Davies & Gribbin (1992: 157):
One of the difficulties [for a quantum theory of gravity] concerns the scale of quantum gravitational processes. Because it is such a weak force — by far the weakest of the four forces of nature — gravity does not manifest its quantum nature on the scale of an atom or even an atomic nucleus, where quantum properties of the other forces are dramatically apparent, but only on a scale some twenty powers of ten below this, across distances of less than 10⁻³³ cm. This tiny distance is known as the Planck length, after Max Planck, the originator of the quantum theory. The associated time-scale, which can be regarded as the fundamental quantum unit of time, is the time it would take light to cross such a tiny distance: 10⁻⁴³ sec, the Planck time.

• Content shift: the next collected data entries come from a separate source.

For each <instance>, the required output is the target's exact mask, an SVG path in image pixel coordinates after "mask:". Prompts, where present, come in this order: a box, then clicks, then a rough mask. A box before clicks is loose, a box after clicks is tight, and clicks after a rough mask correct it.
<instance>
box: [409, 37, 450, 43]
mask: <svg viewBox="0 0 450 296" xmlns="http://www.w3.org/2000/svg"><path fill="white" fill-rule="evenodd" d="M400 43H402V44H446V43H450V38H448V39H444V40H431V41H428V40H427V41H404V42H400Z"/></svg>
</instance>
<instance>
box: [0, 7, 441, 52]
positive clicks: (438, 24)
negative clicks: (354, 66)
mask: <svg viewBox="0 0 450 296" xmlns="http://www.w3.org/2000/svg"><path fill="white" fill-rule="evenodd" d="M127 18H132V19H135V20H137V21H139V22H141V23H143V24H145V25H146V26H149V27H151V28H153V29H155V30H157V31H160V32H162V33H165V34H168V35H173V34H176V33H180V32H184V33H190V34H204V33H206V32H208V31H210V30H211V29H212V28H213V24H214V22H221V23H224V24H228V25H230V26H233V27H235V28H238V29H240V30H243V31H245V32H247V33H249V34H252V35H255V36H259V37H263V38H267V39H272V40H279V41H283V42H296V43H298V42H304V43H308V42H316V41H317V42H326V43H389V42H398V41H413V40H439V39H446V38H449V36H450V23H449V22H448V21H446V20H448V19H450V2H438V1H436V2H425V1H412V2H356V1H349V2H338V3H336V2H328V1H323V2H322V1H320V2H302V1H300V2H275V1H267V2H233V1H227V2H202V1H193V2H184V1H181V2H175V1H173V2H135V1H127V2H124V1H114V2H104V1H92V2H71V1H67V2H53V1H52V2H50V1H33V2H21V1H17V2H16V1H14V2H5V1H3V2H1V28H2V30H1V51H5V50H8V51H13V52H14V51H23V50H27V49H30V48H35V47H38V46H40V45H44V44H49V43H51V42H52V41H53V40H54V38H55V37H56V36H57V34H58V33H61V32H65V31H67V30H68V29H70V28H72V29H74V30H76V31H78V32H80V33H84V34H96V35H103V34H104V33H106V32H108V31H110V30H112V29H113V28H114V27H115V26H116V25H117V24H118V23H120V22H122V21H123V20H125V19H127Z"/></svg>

Some physicists believe that at the Planck length spacetime breaks up and takes on features more akin to those of a foam than a smooth continuum. In particular, "bubbles" of "virtual" spacetime will form and vanish again in much the same way that virtual particles come and go in the vacuum.
Blogger Comments:
From the perspective of Newtonian mechanics, gravity is a force of attraction between particles of matter, but from the perspective of the General Theory of Relativity, gravity is a relation between matter and space-time. In the latter view, the effect of one body on another is not mediated by a force, but by the relative effects of the bodies on the space in which they extend, and on the time in which the processes they mediate unfold.
If gravity is not a force, then the attempt to unify gravity with the strong, weak and electromagnetic forces, using quantum theory, or any other, is a futile exercise.
From the perspective of Systemic Functional Linguistic Theory, a quantum theory of gravity extends the notion of the instantiation from particles to the dimensions by which particles, and the processes they mediate, are measured.
So, on this model, just as virtual particles that mediate processes are momentarily instantiated in (real) space-time, virtual space-time is momentarily instantiated in (real) space-time, as "bubbles" within the smallest intervals of space-time: the Planck length and the Planck time.